Query the DB using ADQL

In Python, connect to the database:

import duckdb
from config_astrom import default_filename, default_table_name

conn = duckdb.connect(default_filename, read_only=True)

Let's say we want to issue a query around a certain point:

import healpy
from ADQL.adql import ADQL
from spatial_index import SpatialIndex
from healpy.pixelfunc import vec2ang
import numpy as np
from astropy.table import Table

ra_source, dec_source = 45.00432028915398, 0.0210477637811747
max_distance_deg = 0.05
 
adql_string = f"""
   SELECT x, y, z, phot_rp_mean_mag, pmra, pmdec, parallax
   FROM {default_table_name}
   WHERE 1=CONTAINS(
      POINT('ICRS', ra, dec),
      CIRCLE('ICRS', {ra_source} , {dec_source}, {max_distance_deg}))
      
adql = ADQL(dbms='sqlite', level=20, 
                racol='ra', deccol='dec',
                xcol = 'x', ycol='y', zcol='z', indxcol='htm20',
                mode=SpatialIndex.HTM, encoding=SpatialIndex.BASE10)
q = adql.sql(adql_string)

Now we have our ADQL query converted into a duckDB query. Get the results and add in ra dec colunms

ret = conn.execute(q).fetchall()
radec = np.array([vec2ang(np.array([row[0], row[1], row[2]]),lonlat=True) for row in ret]).squeeze()
df = pd.DataFrame(ret, columns = ["x", "y", "z",
                    "phot_rp_mean_mag", "pmra", "pmdec", "parallax"])
df["ra"], df["dec"] = radec[:,0] ,radec[:,1]

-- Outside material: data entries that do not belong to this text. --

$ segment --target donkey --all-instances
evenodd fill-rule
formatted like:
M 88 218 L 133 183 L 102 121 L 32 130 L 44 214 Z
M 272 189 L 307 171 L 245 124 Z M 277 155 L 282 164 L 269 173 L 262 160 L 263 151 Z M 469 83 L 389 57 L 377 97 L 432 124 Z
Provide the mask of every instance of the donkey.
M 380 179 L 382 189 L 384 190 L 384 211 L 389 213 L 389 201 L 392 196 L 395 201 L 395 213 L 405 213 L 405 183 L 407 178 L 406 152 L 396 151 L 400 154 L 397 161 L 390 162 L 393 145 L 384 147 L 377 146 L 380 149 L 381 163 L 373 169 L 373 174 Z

Now we can filter this as an astropy Table, sorting by distance from the source position:

import astropy.units as u
from astropy.coordinates import SkyCoord

c1 = SkyCoord(ra_source*u.deg, dec_source*u.deg)
c2 = SkyCoord(df["ra"]*u.deg, df["dec"]*u.deg)

df["dist"] = c1.separation(c2).arcsec
del df["x"]
del df["y"]
del df["z"]

r = Table.from_pandas(df)
filter_mask = (
        (r["phot_rp_mean_mag"] < 18)
        & (r["phot_rp_mean_mag"] > 10)
        & (r["parallax"] < 250)
    )
r[filter_mask]
r.sort("dist")